There’s a lot of mystery within the story.  A sort of foggish lack of clarity that lingers at the end of every sentence.  You’ll doubt the truthfulness of almost every word, until it’s confirmed by the two officers Faust brings in as a mechanism for providing some much needed stability – a final sort of grounded understanding to it all.  Although, with a cheeky smirk, she does this through the most unlikely of characters – that of the dopey Deputy Dan Smithers who the Doctor appears to wrap around her little finger in seconds.

There seems to be a great deal of symbolism slotted into the tale.  Whispers of a potentially further reaching meaning behind it all.  The nods to classic fairy tales.  The choice of character names (‘Luna’).  There’s always this unspoken suggestion of something connecting it all together.  But what that is, is always kept tantalisingly out of reach.

Despite the mystery there’s also a good shovelful of dark fantasy and bitter horror laid on top of the tale.  It’s not the darkest of horrors, and there’s certainly nothing that lunges for you in the darkness, but the quietly sinister undertone that’s threaded through every aspect of the story does, oh so delicately, slither its way under your skin as the story progresses down its creepy pathway.
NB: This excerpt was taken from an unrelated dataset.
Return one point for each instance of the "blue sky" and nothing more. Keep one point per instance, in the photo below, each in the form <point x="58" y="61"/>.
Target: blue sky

There’s a lot to like about the tale.  There’s its rich and varied characters, the unpredictability of where things are going next, the twists and turns and dark pathways it leads us down.  But it’s also not without a few areas that leave the slightest irritating itch upon the reader.  The story, although tight in its delivery, feels just that tad too formulaic.  Its aspects are all split too cleanly.  The different threads in the tale don’t bleed into each other the way you wished they would.  The end result is something that feels just a little too engineered and perhaps overly constructed.  It lacks the natural curiosity that often sees a story venturing off into unknown territories.  Instead of being pulled along by the natural current of the tale, you’re flung one way and then the other, as the direction the story’s taking is carved out before you.
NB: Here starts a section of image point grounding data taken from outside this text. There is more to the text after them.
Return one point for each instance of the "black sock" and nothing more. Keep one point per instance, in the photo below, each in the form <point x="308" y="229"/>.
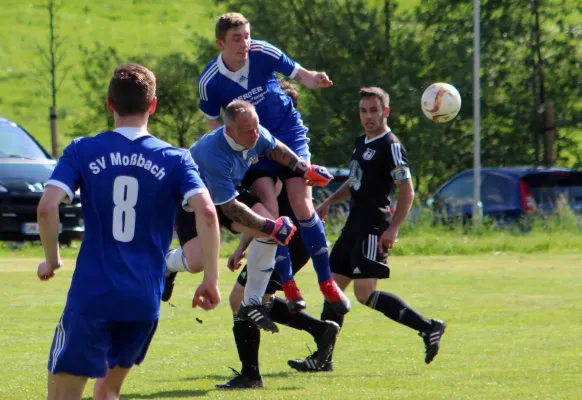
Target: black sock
<point x="328" y="314"/>
<point x="247" y="337"/>
<point x="301" y="320"/>
<point x="396" y="309"/>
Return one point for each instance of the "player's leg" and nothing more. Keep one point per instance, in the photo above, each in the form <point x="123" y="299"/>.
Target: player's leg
<point x="262" y="180"/>
<point x="342" y="273"/>
<point x="77" y="353"/>
<point x="313" y="234"/>
<point x="371" y="265"/>
<point x="129" y="346"/>
<point x="65" y="387"/>
<point x="247" y="337"/>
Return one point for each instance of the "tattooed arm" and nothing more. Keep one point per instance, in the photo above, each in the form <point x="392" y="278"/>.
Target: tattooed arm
<point x="284" y="156"/>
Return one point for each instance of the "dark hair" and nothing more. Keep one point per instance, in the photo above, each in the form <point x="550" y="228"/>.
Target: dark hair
<point x="235" y="108"/>
<point x="290" y="90"/>
<point x="132" y="89"/>
<point x="377" y="92"/>
<point x="228" y="21"/>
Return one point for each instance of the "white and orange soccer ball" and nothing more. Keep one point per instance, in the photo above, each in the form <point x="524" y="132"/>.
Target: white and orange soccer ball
<point x="440" y="102"/>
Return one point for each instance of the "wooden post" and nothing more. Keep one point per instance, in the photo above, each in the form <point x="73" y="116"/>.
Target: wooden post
<point x="54" y="139"/>
<point x="550" y="134"/>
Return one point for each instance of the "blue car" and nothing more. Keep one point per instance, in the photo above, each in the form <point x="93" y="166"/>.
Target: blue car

Nevertheless this is still a wonderfully intriguing and ultimately entertaining read.  It’s delivered with a nice, crisp prose that keeps your attention.  There’s plenty of fleshed-out characterisation in those that matter to the story – with the others quickly paling into the background.  But altogether there’s more than enough meat on its bone to for any good fiend of dark speculative fiction to really gnaw away at.

The novella runs for a total of 100 pages.